3) Globalization triggers a trade war. One of our country’s core long-term problems is that there are billions of people in other countries who aspire to a western middle-class lifestyle, and they are willing to work hard for pay that we consider to be slave-wages. Allowing countries with such low pay scales to sell their products in our country gives American consumers incredibly cheap goods that American producers cannot compete against at American pay scales. As a result, American producers have had to move manufacturing jobs to countries with low pay scales in order to be competitive. If demand picks up, American producers will likely scale up production in low-wage countries instead of in the U.S. putting political pressure on the U.S. government to adopt protectionist policies that could trigger a trade war.

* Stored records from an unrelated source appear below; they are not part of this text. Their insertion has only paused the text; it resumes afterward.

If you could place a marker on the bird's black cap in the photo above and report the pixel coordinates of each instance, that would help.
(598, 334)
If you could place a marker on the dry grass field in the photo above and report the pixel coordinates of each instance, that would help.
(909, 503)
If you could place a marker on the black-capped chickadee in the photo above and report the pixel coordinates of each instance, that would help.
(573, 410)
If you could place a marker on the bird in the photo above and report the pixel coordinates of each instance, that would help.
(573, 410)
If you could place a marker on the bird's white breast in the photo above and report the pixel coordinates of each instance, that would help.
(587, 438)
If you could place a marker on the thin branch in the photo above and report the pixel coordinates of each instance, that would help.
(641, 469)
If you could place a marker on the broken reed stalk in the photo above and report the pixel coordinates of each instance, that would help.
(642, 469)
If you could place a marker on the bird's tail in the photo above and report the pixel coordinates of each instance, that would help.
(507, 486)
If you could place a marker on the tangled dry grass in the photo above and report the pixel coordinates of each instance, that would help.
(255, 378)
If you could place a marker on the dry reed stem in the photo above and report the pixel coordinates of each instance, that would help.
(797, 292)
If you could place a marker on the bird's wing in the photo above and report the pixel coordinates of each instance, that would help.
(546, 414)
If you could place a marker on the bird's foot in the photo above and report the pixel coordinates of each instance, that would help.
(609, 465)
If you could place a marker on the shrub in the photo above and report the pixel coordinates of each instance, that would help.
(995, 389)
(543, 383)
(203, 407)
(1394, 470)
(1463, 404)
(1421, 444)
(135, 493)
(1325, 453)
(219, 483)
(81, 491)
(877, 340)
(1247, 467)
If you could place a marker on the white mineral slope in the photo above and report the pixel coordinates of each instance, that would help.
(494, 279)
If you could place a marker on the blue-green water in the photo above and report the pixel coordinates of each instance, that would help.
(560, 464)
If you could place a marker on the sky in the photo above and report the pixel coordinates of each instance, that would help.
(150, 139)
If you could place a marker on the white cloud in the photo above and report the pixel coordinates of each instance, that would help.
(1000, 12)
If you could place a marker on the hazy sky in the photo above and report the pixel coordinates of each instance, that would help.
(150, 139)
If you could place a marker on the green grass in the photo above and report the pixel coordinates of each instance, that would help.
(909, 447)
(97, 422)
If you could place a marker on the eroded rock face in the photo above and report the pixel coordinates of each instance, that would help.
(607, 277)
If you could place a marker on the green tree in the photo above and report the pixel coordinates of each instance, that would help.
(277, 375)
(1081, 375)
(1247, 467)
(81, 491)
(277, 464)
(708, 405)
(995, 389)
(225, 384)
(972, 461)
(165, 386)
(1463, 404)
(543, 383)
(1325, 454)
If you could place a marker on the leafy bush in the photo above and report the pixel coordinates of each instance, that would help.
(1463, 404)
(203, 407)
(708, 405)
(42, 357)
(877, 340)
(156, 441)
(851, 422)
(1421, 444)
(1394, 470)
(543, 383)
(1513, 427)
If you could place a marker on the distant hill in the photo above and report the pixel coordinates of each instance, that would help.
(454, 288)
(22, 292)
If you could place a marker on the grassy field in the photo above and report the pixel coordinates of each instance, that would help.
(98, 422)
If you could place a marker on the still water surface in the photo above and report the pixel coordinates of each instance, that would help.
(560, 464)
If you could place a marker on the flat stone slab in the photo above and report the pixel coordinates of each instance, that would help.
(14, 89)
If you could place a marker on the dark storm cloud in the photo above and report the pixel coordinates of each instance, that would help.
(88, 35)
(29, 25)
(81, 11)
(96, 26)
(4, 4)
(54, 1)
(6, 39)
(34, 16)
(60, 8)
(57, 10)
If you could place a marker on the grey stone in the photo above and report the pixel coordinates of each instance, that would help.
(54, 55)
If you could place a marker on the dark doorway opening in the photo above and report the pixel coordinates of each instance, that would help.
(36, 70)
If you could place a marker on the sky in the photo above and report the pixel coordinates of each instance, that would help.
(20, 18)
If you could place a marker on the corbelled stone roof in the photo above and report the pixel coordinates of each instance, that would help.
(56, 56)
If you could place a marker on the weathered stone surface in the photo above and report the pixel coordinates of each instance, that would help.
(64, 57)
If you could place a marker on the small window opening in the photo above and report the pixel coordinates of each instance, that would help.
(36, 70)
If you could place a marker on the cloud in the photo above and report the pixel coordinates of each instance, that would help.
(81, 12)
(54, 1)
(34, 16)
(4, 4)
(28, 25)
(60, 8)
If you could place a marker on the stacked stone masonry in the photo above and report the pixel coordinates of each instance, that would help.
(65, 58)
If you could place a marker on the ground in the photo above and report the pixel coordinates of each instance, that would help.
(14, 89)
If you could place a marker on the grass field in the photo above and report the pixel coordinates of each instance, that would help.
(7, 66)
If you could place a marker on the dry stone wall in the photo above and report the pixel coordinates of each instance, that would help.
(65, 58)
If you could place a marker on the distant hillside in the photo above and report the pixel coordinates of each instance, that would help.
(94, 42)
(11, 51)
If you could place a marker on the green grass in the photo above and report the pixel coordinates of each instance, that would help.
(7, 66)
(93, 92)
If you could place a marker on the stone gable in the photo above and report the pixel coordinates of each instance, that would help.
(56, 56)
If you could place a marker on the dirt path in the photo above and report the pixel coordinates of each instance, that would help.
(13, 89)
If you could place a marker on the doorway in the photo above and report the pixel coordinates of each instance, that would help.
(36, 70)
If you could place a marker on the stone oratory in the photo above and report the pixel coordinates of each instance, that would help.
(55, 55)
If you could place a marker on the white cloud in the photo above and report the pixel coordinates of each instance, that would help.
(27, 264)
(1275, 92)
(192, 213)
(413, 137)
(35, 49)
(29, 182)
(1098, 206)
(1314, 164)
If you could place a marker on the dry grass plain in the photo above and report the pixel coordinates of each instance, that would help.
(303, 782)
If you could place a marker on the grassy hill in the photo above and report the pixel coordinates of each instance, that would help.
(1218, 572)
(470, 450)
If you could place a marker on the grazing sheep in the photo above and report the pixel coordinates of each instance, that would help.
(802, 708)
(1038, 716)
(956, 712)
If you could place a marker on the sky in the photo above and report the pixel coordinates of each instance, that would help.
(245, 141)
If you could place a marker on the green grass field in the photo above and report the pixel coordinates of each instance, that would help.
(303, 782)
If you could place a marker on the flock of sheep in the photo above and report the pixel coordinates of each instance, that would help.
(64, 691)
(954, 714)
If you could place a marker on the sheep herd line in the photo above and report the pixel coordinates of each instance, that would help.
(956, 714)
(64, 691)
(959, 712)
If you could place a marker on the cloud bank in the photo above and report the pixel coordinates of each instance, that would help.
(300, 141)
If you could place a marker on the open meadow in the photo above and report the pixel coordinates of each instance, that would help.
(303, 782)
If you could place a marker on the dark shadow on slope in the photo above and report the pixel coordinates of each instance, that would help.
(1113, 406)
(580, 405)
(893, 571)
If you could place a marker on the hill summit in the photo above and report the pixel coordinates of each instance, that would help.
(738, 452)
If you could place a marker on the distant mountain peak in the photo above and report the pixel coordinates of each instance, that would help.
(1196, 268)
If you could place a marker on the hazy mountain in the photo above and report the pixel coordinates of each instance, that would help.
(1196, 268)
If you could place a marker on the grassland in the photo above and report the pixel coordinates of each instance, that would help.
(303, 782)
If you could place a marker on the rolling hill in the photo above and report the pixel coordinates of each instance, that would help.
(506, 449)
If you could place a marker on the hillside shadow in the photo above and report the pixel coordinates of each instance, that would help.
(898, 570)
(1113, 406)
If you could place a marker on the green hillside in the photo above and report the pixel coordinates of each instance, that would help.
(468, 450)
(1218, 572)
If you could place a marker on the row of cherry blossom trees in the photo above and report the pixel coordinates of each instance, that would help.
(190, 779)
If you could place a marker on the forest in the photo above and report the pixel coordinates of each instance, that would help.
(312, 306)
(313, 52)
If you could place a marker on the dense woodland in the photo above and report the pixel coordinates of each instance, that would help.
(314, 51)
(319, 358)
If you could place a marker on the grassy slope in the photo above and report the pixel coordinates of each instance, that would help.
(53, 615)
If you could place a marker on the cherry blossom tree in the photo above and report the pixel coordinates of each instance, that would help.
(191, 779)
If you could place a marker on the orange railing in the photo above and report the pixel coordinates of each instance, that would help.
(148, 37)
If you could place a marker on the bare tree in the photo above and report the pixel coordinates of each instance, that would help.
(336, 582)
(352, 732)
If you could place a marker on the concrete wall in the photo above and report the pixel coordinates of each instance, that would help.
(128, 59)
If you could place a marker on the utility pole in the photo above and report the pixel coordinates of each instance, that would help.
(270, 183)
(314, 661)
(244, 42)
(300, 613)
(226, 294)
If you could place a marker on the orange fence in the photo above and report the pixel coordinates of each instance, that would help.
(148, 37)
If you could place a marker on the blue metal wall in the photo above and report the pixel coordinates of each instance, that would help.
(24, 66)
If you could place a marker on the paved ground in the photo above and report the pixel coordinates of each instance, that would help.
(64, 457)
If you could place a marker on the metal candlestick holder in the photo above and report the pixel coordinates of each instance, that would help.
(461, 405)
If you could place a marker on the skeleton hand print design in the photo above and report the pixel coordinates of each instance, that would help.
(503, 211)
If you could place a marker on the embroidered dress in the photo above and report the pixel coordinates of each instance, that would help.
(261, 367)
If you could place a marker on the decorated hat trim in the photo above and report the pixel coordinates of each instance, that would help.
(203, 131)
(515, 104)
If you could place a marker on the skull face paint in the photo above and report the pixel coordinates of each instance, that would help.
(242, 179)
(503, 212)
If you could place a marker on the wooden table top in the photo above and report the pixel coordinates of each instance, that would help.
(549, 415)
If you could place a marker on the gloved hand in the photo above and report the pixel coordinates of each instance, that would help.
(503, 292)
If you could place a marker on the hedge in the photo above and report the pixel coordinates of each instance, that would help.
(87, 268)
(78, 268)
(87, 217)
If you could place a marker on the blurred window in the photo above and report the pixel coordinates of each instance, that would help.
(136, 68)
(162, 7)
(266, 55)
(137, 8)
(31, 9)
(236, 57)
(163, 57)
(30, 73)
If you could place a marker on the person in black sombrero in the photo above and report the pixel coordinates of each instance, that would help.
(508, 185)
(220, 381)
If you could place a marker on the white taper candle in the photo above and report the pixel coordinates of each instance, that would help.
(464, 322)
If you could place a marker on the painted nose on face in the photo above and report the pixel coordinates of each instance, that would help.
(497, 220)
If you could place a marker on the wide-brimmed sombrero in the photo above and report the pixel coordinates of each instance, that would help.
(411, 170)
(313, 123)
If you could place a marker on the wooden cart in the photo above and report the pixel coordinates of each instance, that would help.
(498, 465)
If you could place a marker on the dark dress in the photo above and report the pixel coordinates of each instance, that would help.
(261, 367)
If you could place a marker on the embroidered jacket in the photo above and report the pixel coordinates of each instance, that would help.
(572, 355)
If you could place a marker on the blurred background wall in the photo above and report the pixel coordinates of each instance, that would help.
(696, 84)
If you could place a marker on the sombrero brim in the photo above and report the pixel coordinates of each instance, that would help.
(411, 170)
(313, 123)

4) Insolvency of the financial system. The basic problem at the heart of the financial crisis is that banks made trillions of dollars worth of loans collateralized by real estate that is now worth less than the loan. At the beginning of the 2009, these loans were being bought and sold for between 20 cents and 40 cents on the dollar. If banks had to value these loans at what they could sell them for, many would be insolvent. To prevent the widespread closure of banks, regulators changed the rules to allow banks to value most of these loans at cost instead of market value. Under the new rules, if a bank intends to hold a mortgage to maturity, they can value these loans at 100 cents on the dollar instead of 20 to 40. This makes the banking system appear solvent and perhaps even “well-capitalized.” As long as borrowers keep making their payments, there is hope that one day the loan will be paid off in full so there is some justification to carrying the loans at full value. However, when borrowers stop making payments, there is no hope that the bank will ever be repaid in full and the loans have to be written down. It is estimated that 25% of all mortgages are underwater — meaning that the loan amount is greater than the market value of the property. If the borrowers who are underwater stopped making payments on their loans, and the banks had to write down the value of these mortgages, we could quickly be back to looking at an insolvent financial system.